If you’ve read novels about slavery before, you’re not going to see much new here. The Long Song is a competent book, and has the distinction of being set in Jamaica, but my ultimate reaction was “meh.”
July is born on a sugar cane plantation in the 19th century, the daughter of a field slave and an overseer (who never acknowledges her). As a girl, she’s taken from her mother to work in the house as maid to the plantation owner’s sister. The book chronicles her life--told from her perspective as an old, free woman living with her son’s family. She tells her story mostly in the third person (and occasionally hopping into other people’s heads as well), with some present-day interjections.
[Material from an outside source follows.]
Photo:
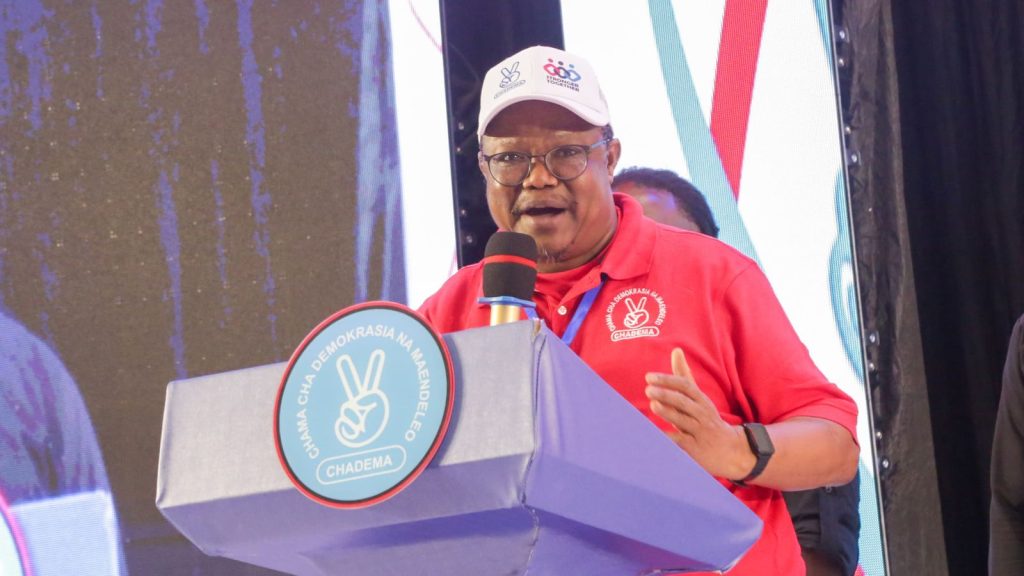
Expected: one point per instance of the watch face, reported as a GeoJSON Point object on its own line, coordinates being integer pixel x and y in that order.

While I didn’t much like it, I won’t say this is an awful book. It provides a decent picture of the place and time, as well as an overview of Jamaican history in the first half of the nineteenth century. And it felt authentic. It’s successful at not being too depressing, but at the cost of skipping over most of July’s life (she doesn’t want to talk about the most difficult parts) and including lots of bodily-functions humor.
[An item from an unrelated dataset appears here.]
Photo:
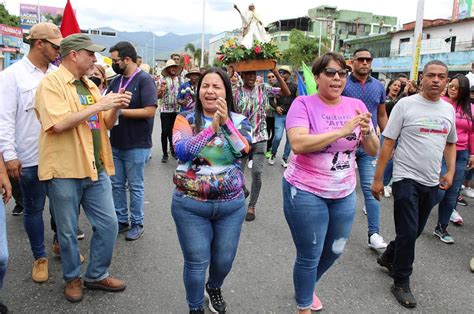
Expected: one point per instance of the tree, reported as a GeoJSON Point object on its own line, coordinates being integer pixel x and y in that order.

For me, the biggest problem with the book was that I never really connected with the characters; we don’t truly get inside even July’s head. For instance, it was unclear whether the complete incompetence of all the house slaves was an intentional act of rebellion, due to apathy, or just simple ineptitude. And when July has an affair with a white man, it’s initially motivated by self-interest, but I was left guessing as to whether she ever came to care for him or not. Readers have to take the young July as she appears on the surface--which means not very smart and always focused on the moment’s pleasures.
The book is written in Jamaican patois, which took some getting used to but does make it feel authentic. It did get a bit better as it went along, and I especially liked the freed slaves’ face-off against the new plantation owner, but mostly I just wanted it to be done. If you want to read about slavery and aren’t interested in Jamaica specifically, try Toni Morrison’s Beloved or Edward Jones’s The Known World instead.